Exploratory Data Analysis with R

Quick Insights

Learn how to look at data to generate initial insights

Course Sections

Basic Questions

Let’s start our exploration by answering these questions:

  1. 1. What are the names of the ice cream flavours?
  2. 2. How many flavours are there in the dataset?
  3. 3. What are the categories of ice cream in the dataset?

Before we answer these questions, let’s translate them into data tasks:

Translating Questions into Data Tasks

1. What are the names of the ice cream flavours?

To answer this question, we need to list the unique values in the name column of the ice_cream dataset. We can use the distinct() function to achieve this.

In other words, we can ask ourselves: “What are the unique values in the name column of the ice_cream dataset?“

2. How many flavours are there in the dataset?

To answer this question, we need to count the number of unique values in the name column of the ice_cream dataset. We can use the distinct() function to list unique values and the count() function to count the number of unique values.

In other words, we can ask ourselves: “How many unique values are there in the name column of the ice_cream dataset?“

3. What are the categories of ice cream in the dataset?

To answer this question, we need to list the unique values in the category column of the ice_cream dataset. We can use the distinct() function to achieve this.

In other words, we can ask ourselves: “What are the unique values in the category column of the ice_cream dataset?”

By translating our questions into data tasks, we can make it easier to understand what we need to do with the data.

Get Distinct Values

The distinct() function in tidyverse is used to get unique/distinct rows of a data frame. It returns a data frame with only the unique rows.

The syntax for the distinct() function is:

 dataset |>
  distinct(column_name) 
Exercise 1.1: List Ice Cream Flavors

Use the distinct() function to list the names of the ice cream flavors:

Count Unique Values

The count() function in tidyverse is used to count the number of unique values in a data frame. It returns a data frame with the count of unique values.

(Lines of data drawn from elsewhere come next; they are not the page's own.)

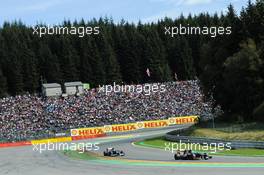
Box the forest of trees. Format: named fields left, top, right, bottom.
left=0, top=0, right=264, bottom=120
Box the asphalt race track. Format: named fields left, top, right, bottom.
left=0, top=126, right=264, bottom=175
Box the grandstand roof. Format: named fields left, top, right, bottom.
left=42, top=83, right=61, bottom=88
left=64, top=81, right=83, bottom=87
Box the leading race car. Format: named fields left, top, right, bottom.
left=104, top=148, right=125, bottom=157
left=174, top=150, right=212, bottom=160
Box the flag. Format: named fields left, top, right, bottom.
left=174, top=72, right=178, bottom=81
left=146, top=68, right=150, bottom=77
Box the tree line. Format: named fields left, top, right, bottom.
left=0, top=0, right=264, bottom=120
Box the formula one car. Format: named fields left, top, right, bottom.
left=174, top=150, right=212, bottom=160
left=104, top=148, right=125, bottom=157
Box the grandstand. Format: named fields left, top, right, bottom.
left=0, top=80, right=212, bottom=141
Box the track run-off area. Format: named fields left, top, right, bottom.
left=0, top=125, right=264, bottom=175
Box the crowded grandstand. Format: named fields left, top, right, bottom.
left=0, top=80, right=212, bottom=141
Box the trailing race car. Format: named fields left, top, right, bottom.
left=104, top=148, right=125, bottom=157
left=174, top=150, right=212, bottom=160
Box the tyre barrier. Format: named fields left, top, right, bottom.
left=165, top=133, right=264, bottom=149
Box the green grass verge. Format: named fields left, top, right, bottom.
left=191, top=123, right=264, bottom=141
left=134, top=137, right=264, bottom=157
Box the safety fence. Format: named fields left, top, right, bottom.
left=0, top=116, right=199, bottom=148
left=165, top=133, right=264, bottom=149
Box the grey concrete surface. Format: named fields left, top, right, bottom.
left=0, top=126, right=264, bottom=175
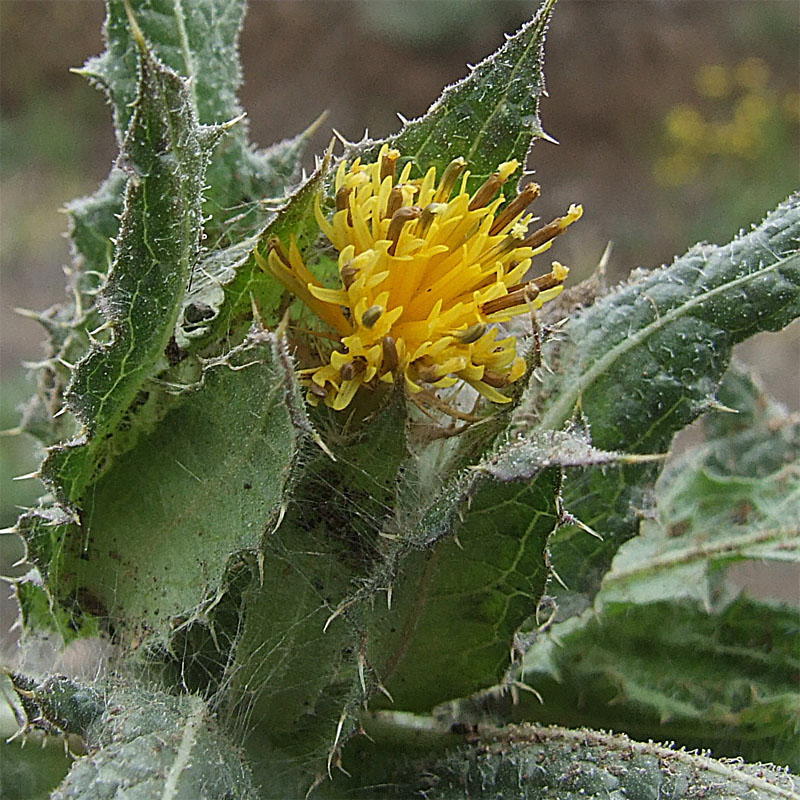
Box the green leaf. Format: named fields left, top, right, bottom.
left=354, top=0, right=555, bottom=191
left=43, top=42, right=221, bottom=503
left=532, top=196, right=800, bottom=616
left=40, top=333, right=306, bottom=643
left=600, top=371, right=800, bottom=607
left=81, top=0, right=310, bottom=245
left=51, top=687, right=258, bottom=800
left=181, top=159, right=328, bottom=349
left=512, top=598, right=800, bottom=769
left=367, top=432, right=644, bottom=711
left=332, top=716, right=800, bottom=800
left=531, top=195, right=800, bottom=446
left=226, top=394, right=406, bottom=788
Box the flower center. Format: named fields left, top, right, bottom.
left=255, top=145, right=583, bottom=410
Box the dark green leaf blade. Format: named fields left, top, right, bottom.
left=43, top=43, right=220, bottom=503
left=354, top=0, right=555, bottom=191
left=48, top=333, right=306, bottom=644
left=532, top=195, right=800, bottom=616
left=512, top=598, right=800, bottom=769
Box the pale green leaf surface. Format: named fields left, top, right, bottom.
left=598, top=372, right=800, bottom=606
left=43, top=42, right=213, bottom=503
left=330, top=718, right=800, bottom=800
left=512, top=598, right=800, bottom=769
left=229, top=395, right=406, bottom=785
left=51, top=687, right=259, bottom=800
left=532, top=196, right=800, bottom=616
left=82, top=0, right=307, bottom=246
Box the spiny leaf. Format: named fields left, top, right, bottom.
left=601, top=372, right=800, bottom=607
left=532, top=196, right=800, bottom=616
left=43, top=333, right=305, bottom=642
left=43, top=42, right=221, bottom=503
left=46, top=687, right=258, bottom=800
left=332, top=718, right=800, bottom=800
left=227, top=395, right=406, bottom=785
left=81, top=0, right=308, bottom=246
left=354, top=0, right=555, bottom=191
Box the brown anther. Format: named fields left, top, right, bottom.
left=386, top=206, right=422, bottom=256
left=383, top=186, right=403, bottom=219
left=339, top=356, right=367, bottom=381
left=433, top=157, right=467, bottom=203
left=519, top=217, right=566, bottom=249
left=481, top=369, right=508, bottom=389
left=532, top=272, right=564, bottom=292
left=336, top=186, right=353, bottom=211
left=361, top=306, right=386, bottom=328
left=381, top=336, right=400, bottom=374
left=469, top=172, right=505, bottom=211
left=481, top=283, right=540, bottom=314
left=380, top=150, right=400, bottom=183
left=415, top=203, right=447, bottom=238
left=480, top=235, right=522, bottom=265
left=455, top=322, right=486, bottom=344
left=489, top=183, right=540, bottom=236
left=267, top=236, right=292, bottom=269
left=339, top=261, right=358, bottom=289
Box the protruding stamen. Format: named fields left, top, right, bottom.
left=489, top=183, right=541, bottom=236
left=383, top=186, right=403, bottom=219
left=361, top=306, right=386, bottom=328
left=386, top=206, right=422, bottom=256
left=481, top=232, right=523, bottom=264
left=433, top=157, right=467, bottom=203
left=454, top=322, right=486, bottom=344
left=308, top=381, right=328, bottom=400
left=533, top=261, right=569, bottom=292
left=520, top=206, right=583, bottom=249
left=381, top=336, right=400, bottom=374
left=339, top=356, right=367, bottom=381
left=267, top=236, right=292, bottom=269
left=481, top=283, right=541, bottom=314
left=411, top=360, right=442, bottom=383
left=336, top=186, right=353, bottom=211
left=339, top=261, right=358, bottom=289
left=469, top=172, right=504, bottom=211
left=380, top=150, right=400, bottom=183
left=416, top=203, right=447, bottom=239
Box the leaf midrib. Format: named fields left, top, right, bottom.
left=540, top=252, right=800, bottom=430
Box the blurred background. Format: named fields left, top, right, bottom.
left=0, top=0, right=800, bottom=596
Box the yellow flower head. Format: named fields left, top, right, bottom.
left=255, top=145, right=583, bottom=410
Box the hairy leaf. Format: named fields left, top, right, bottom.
left=229, top=395, right=406, bottom=785
left=81, top=0, right=307, bottom=245
left=601, top=372, right=800, bottom=607
left=332, top=718, right=800, bottom=800
left=512, top=598, right=800, bottom=769
left=48, top=334, right=304, bottom=641
left=43, top=42, right=219, bottom=503
left=532, top=196, right=800, bottom=616
left=367, top=432, right=644, bottom=711
left=46, top=687, right=258, bottom=800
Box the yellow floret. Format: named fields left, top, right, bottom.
left=255, top=145, right=583, bottom=410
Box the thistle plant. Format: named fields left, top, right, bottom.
left=1, top=0, right=800, bottom=800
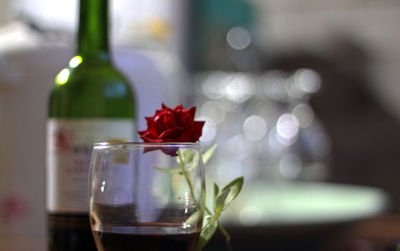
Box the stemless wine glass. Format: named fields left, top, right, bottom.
left=89, top=143, right=205, bottom=251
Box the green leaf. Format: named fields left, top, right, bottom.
left=196, top=215, right=218, bottom=251
left=214, top=190, right=230, bottom=217
left=185, top=210, right=203, bottom=227
left=221, top=176, right=244, bottom=209
left=203, top=144, right=217, bottom=165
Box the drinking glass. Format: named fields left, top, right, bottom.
left=89, top=143, right=205, bottom=251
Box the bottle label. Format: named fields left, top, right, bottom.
left=46, top=119, right=135, bottom=213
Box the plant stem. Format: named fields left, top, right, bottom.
left=205, top=207, right=231, bottom=244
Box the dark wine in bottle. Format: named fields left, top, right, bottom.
left=47, top=0, right=136, bottom=251
left=93, top=225, right=199, bottom=251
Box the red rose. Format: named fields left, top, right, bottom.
left=138, top=104, right=204, bottom=142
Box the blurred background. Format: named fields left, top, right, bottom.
left=0, top=0, right=400, bottom=251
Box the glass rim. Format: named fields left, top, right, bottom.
left=93, top=141, right=201, bottom=149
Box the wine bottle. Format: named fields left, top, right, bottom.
left=46, top=0, right=136, bottom=251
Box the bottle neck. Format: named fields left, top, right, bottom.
left=78, top=0, right=110, bottom=61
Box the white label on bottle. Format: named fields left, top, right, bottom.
left=47, top=119, right=135, bottom=213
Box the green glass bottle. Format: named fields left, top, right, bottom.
left=46, top=0, right=136, bottom=251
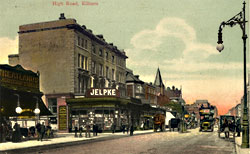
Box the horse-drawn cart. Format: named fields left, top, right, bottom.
left=218, top=115, right=236, bottom=138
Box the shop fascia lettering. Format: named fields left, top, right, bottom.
left=90, top=89, right=116, bottom=96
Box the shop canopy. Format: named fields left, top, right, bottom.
left=0, top=87, right=52, bottom=117
left=0, top=65, right=52, bottom=117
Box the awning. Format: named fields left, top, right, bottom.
left=0, top=87, right=52, bottom=117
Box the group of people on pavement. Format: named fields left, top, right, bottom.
left=222, top=118, right=241, bottom=139
left=75, top=123, right=93, bottom=138
left=74, top=123, right=134, bottom=138
left=0, top=121, right=53, bottom=142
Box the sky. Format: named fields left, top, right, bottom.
left=0, top=0, right=249, bottom=114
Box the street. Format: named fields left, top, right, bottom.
left=36, top=128, right=235, bottom=154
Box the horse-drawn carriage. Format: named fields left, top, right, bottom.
left=168, top=118, right=181, bottom=132
left=218, top=115, right=236, bottom=138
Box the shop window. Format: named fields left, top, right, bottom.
left=106, top=66, right=109, bottom=79
left=48, top=98, right=57, bottom=114
left=111, top=69, right=115, bottom=80
left=99, top=64, right=103, bottom=76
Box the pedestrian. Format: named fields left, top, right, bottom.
left=126, top=124, right=129, bottom=134
left=122, top=124, right=125, bottom=134
left=29, top=126, right=36, bottom=138
left=85, top=124, right=90, bottom=137
left=111, top=123, right=116, bottom=134
left=36, top=122, right=41, bottom=141
left=40, top=122, right=45, bottom=141
left=223, top=118, right=229, bottom=139
left=236, top=118, right=241, bottom=136
left=75, top=125, right=78, bottom=137
left=12, top=123, right=21, bottom=142
left=93, top=123, right=96, bottom=136
left=46, top=124, right=52, bottom=138
left=95, top=124, right=98, bottom=136
left=79, top=126, right=83, bottom=137
left=130, top=124, right=134, bottom=136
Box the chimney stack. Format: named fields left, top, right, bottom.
left=59, top=13, right=66, bottom=20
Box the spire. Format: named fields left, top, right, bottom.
left=154, top=67, right=165, bottom=87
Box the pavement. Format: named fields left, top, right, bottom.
left=235, top=136, right=250, bottom=154
left=0, top=130, right=153, bottom=154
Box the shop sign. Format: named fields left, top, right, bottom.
left=59, top=106, right=67, bottom=130
left=87, top=88, right=119, bottom=97
left=0, top=68, right=39, bottom=91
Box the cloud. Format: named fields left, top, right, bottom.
left=125, top=17, right=243, bottom=113
left=127, top=18, right=218, bottom=60
left=126, top=17, right=242, bottom=75
left=0, top=37, right=18, bottom=64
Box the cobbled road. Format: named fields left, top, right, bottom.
left=36, top=128, right=235, bottom=154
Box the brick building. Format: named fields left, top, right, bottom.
left=9, top=14, right=128, bottom=131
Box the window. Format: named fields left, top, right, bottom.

The syntax for the count() function is:

 dataset |>
  distinct(column_name) |>
  count() 
Exercise 1.2: Count Ice Cream Flavors

Use the distinct() and count() functions to count the number of unique flavors:

Count unique categories

Exercise 1.3: List Ice Cream Categories

Use the distinct() function to list the categories of ice cream:

Let’s take this a step further and count the number of flavors in each category.

Count Flavors by Category

Exercise 1.4: Count Flavors by Category

Use the group_by() and summarise() functions to count how many flavors are in each category:

Writing it up

Let’s write up a small report based on our findings:

Report: Ice Cream Flavors Analysis

1. Ice Cream Flavors

The ice cream flavors in the dataset are Vanilla, Chocolate, Strawberry, Mango, Cookie Dough, and Blueberry.

2. Number of Flavors

There are 6 unique ice cream flavors in the dataset.

3. Ice Cream Categories

The ice cream flavors are categorized into Classic, Fruit, and Specialty. The Classic category has 2 flavors, the Fruit category has 3 flavors, and the Specialty category has 1 flavor.

Next Steps

In the next section, we’ll continue exploring the ice_cream dataset and answer questions like “What is the highest-rated ice cream flavor?” and “What is the average price of ice cream in each category?”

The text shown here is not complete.